Among other factors, the county spent more than $5 million to buy out the former tenant’s option to purchase the building, and any newcomer’s offer would have had to allow the county to recoup that cost.

Sweet said the proposed 30-acre site has benefits for a sports complex.

“It’s in an industrial park, but it’s in the center of the county. … It is a quarter-mile from the high school, a half a mile from the middle school,” Sweet said. “It is 200 yards from a child care facility. It’s proximal to our industry and commercial sector. It’s really close to Exit 98 off the interstate.”

The sports complex will create jobs both directly and indirectly, and not only will the facility itself employ people but it will lead to growth in related businesses, he said. 

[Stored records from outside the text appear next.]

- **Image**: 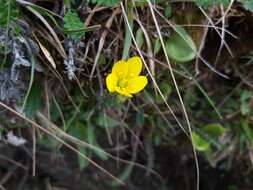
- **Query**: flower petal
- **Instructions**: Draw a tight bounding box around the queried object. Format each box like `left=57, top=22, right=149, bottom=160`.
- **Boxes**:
left=115, top=87, right=133, bottom=97
left=106, top=73, right=118, bottom=92
left=112, top=60, right=128, bottom=78
left=126, top=76, right=148, bottom=94
left=126, top=56, right=142, bottom=77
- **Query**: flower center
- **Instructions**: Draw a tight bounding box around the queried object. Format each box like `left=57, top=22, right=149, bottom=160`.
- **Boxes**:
left=118, top=78, right=128, bottom=88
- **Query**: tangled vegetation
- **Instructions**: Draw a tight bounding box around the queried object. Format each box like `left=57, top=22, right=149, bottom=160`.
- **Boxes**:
left=0, top=0, right=253, bottom=190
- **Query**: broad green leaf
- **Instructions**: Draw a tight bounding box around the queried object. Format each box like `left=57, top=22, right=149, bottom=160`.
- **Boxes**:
left=192, top=132, right=210, bottom=151
left=63, top=10, right=85, bottom=39
left=165, top=26, right=197, bottom=62
left=203, top=123, right=225, bottom=138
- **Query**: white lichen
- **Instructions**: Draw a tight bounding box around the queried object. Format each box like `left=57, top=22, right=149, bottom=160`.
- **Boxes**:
left=64, top=40, right=77, bottom=80
left=6, top=131, right=27, bottom=147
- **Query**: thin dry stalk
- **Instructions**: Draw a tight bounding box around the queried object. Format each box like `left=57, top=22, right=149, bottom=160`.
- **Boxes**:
left=0, top=101, right=124, bottom=185
left=120, top=2, right=189, bottom=138
left=152, top=5, right=229, bottom=79
left=147, top=1, right=199, bottom=190
left=89, top=7, right=121, bottom=80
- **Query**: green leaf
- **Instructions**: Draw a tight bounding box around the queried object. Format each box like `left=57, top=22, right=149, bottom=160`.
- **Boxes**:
left=180, top=65, right=222, bottom=119
left=156, top=82, right=172, bottom=103
left=87, top=124, right=108, bottom=160
left=153, top=134, right=161, bottom=146
left=240, top=90, right=252, bottom=101
left=0, top=0, right=19, bottom=28
left=164, top=3, right=172, bottom=18
left=195, top=0, right=212, bottom=7
left=195, top=0, right=229, bottom=7
left=165, top=26, right=197, bottom=63
left=1, top=0, right=20, bottom=67
left=243, top=0, right=253, bottom=12
left=192, top=132, right=210, bottom=151
left=77, top=145, right=90, bottom=170
left=134, top=0, right=146, bottom=7
left=241, top=101, right=250, bottom=115
left=72, top=122, right=90, bottom=170
left=240, top=90, right=253, bottom=115
left=203, top=123, right=225, bottom=138
left=24, top=82, right=42, bottom=118
left=136, top=108, right=145, bottom=126
left=111, top=163, right=133, bottom=186
left=71, top=122, right=86, bottom=139
left=63, top=10, right=85, bottom=39
left=98, top=55, right=106, bottom=65
left=90, top=0, right=121, bottom=6
left=242, top=0, right=253, bottom=11
left=135, top=28, right=144, bottom=49
left=154, top=38, right=161, bottom=55
left=241, top=120, right=253, bottom=146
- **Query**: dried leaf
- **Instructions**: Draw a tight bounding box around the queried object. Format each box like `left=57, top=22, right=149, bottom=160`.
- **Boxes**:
left=34, top=34, right=56, bottom=69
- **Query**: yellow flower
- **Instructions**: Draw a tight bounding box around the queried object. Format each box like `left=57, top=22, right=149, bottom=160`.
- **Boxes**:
left=106, top=56, right=148, bottom=97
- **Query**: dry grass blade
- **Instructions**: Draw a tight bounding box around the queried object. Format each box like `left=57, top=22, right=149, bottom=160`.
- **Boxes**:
left=33, top=34, right=56, bottom=69
left=85, top=5, right=103, bottom=26
left=195, top=19, right=209, bottom=75
left=134, top=16, right=155, bottom=76
left=214, top=5, right=226, bottom=66
left=146, top=1, right=199, bottom=190
left=179, top=24, right=237, bottom=38
left=0, top=101, right=124, bottom=185
left=120, top=2, right=189, bottom=138
left=198, top=6, right=233, bottom=57
left=215, top=0, right=235, bottom=24
left=89, top=7, right=121, bottom=80
left=152, top=5, right=229, bottom=79
left=35, top=111, right=163, bottom=180
left=26, top=6, right=67, bottom=58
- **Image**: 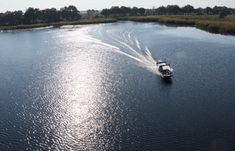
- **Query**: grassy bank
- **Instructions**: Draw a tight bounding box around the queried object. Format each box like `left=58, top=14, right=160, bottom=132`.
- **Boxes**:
left=126, top=15, right=235, bottom=35
left=0, top=18, right=117, bottom=31
left=1, top=16, right=235, bottom=35
left=51, top=18, right=117, bottom=26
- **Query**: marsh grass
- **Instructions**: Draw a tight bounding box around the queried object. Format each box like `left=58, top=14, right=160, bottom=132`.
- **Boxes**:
left=1, top=15, right=235, bottom=35
left=0, top=18, right=117, bottom=31
left=127, top=15, right=235, bottom=35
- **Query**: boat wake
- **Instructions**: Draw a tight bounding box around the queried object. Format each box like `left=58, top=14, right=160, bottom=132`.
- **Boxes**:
left=79, top=25, right=160, bottom=75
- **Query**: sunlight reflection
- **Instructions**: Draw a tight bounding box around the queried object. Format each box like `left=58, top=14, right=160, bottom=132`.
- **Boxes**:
left=47, top=27, right=115, bottom=150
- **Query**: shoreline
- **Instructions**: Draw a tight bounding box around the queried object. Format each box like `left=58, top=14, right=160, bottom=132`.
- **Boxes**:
left=0, top=18, right=117, bottom=31
left=124, top=15, right=235, bottom=36
left=1, top=16, right=235, bottom=36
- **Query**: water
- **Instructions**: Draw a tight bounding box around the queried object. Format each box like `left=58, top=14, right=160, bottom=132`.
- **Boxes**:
left=1, top=21, right=235, bottom=150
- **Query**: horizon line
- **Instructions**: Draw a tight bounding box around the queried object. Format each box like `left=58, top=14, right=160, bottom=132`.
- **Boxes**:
left=1, top=4, right=234, bottom=13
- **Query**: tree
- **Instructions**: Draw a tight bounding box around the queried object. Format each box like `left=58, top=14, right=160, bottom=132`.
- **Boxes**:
left=182, top=5, right=194, bottom=14
left=24, top=7, right=40, bottom=24
left=156, top=6, right=166, bottom=15
left=109, top=6, right=121, bottom=16
left=205, top=7, right=213, bottom=15
left=166, top=5, right=181, bottom=14
left=0, top=11, right=23, bottom=25
left=194, top=7, right=203, bottom=15
left=138, top=8, right=146, bottom=16
left=101, top=9, right=109, bottom=17
left=41, top=8, right=59, bottom=23
left=120, top=6, right=131, bottom=16
left=60, top=5, right=80, bottom=21
left=100, top=6, right=144, bottom=17
left=130, top=7, right=139, bottom=16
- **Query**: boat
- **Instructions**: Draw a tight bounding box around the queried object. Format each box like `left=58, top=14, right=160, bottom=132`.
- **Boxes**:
left=156, top=60, right=174, bottom=78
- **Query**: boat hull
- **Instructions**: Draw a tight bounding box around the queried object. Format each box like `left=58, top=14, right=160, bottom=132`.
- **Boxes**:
left=160, top=73, right=173, bottom=79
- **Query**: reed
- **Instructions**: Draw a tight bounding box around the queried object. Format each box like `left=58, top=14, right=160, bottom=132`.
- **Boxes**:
left=127, top=15, right=235, bottom=35
left=0, top=18, right=117, bottom=31
left=1, top=15, right=235, bottom=35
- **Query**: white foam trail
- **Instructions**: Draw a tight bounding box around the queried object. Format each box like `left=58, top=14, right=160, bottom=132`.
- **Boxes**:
left=96, top=40, right=145, bottom=64
left=145, top=47, right=156, bottom=63
left=128, top=32, right=131, bottom=40
left=81, top=26, right=160, bottom=75
left=110, top=36, right=159, bottom=75
left=80, top=27, right=144, bottom=64
left=135, top=38, right=141, bottom=50
left=105, top=30, right=159, bottom=74
left=127, top=31, right=134, bottom=45
left=111, top=36, right=143, bottom=58
left=145, top=47, right=152, bottom=57
left=83, top=32, right=145, bottom=64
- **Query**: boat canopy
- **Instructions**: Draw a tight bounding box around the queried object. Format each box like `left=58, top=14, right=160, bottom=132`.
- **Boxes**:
left=158, top=62, right=167, bottom=66
left=162, top=66, right=173, bottom=72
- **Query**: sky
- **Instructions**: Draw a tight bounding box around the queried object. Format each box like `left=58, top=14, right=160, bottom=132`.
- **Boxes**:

“Restaurants are big employers. There’ll be a demand for that. Hotels are a big employer, there’ll be a demand for that. … Folks are looking to do other things in the community as well,” he said.

In Lynchburg, a December vote to appropriate money for the Riverfront Park improvements was opposed by two city council members, Martin Misjuns and Jeff Helgeson.

They supported some aspects of the overall plan but argued that the amphitheater’s anticipated revenue wouldn’t make up for the cost, and that the city’s money could be better spent elsewhere.

“Sure, it would be great to have that feature downtown,” Misjuns said at the council’s Dec. 12 meeting. “Businesses would love to have that downtown, right? But I cannot put that on the backs of our citizens.”

Nonetheless, the dissenting council members were outvoted by their five colleagues on the dais.

And at the recent groundbreaking in Lynchburg, the focus was on the amphitheater’s potential.

“We all know when you build a city where people want to live, you have a city where talent is drawn to work,” said Benda, the city manager. “If you build a city where people want to work, you will have a city where business thrives. And if you build a city where business thrives, you will build a city where people can’t wait to visit.”